The first part seemed a mis match of bad ideas and choices...without any direction. Madison seemed so willing to give up arms and everything that gives the camp a sense of security, with predictable results. Then she allows a loose cannon like Troy to believe he has support, works out keeping him alive and then chooses to let him live after what he does. Again, she not only doesn't choose sides, but betrays both sides and plays everything against everything else. She initially hides the water issue for everyone's safety, KNOWING it can't succeed. She likes playing the part of Leader without taking responsibility for the group she leads, defining that group consistently, or being accountable for decisions that have to be made. Jake is a far better leader, but he doesn't have Alicia's voice and command presence.

 

Troy's shoot out and Nick's involvement was just silly.

 

Ofelia was maybe the most interesting character and potential plot growth.

 

Part two was just horrible decisions one after the other.
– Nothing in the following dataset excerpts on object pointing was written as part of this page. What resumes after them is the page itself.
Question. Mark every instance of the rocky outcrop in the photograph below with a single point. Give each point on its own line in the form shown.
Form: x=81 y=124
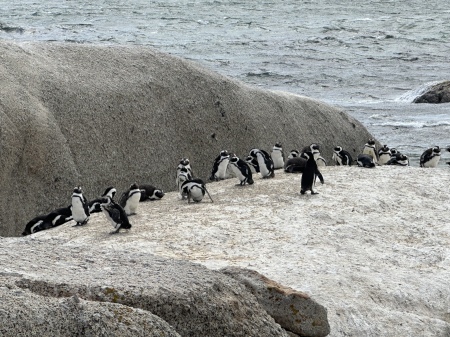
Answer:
x=434 y=93
x=96 y=116
x=293 y=310
x=50 y=285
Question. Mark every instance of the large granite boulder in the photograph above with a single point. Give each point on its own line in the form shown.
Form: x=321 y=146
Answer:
x=294 y=310
x=97 y=116
x=51 y=283
x=434 y=93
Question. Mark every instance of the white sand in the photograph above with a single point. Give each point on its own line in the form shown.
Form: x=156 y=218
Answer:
x=372 y=246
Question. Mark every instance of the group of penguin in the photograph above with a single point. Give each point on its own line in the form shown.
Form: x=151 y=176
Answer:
x=81 y=209
x=226 y=165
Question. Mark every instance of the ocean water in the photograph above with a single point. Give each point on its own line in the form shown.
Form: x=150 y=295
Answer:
x=367 y=57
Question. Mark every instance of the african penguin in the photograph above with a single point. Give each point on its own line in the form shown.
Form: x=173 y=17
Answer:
x=365 y=160
x=219 y=170
x=310 y=172
x=371 y=150
x=195 y=189
x=253 y=164
x=149 y=192
x=184 y=163
x=36 y=224
x=265 y=163
x=130 y=199
x=277 y=156
x=399 y=160
x=342 y=157
x=94 y=205
x=293 y=154
x=431 y=156
x=80 y=208
x=183 y=175
x=241 y=170
x=115 y=214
The two Leaders leave the camp for water (not nearly enough, btw-that tanker even with rationing is useless). he then impulsively throws it away because she sees Strand (you know- the guy who screwed up the hotel gig by lying) being held accountable for debt he incurred. So she buys his freedom with the currency they needed for barter (if not for water, then something else later).

 

Well, first she gave away her only connection to the ranch for entry, cutting off Alicia and the team from communication and information. That was sorely needed while they were gone.

 

Nick did the right thing by blocking the well, keeping the peace without either side becoming too weak, but needed to leave it there. He almost got everyone killed by storming automatic weapons with garden tools.

 

The ranch's only shot was working together and keeping the peace. Troy ignored a dangerous situation at the canteen by letting a drunk with a gun get through. It cost them their weapons and more importantly, trust. Nick compounded that.

 

The ending was no deux ex machina, maybe everyone went to dig but everyone there knows what was about to happen. Water or no, trust is lost.

 

Madison and her crew make the decisions that doom colonies.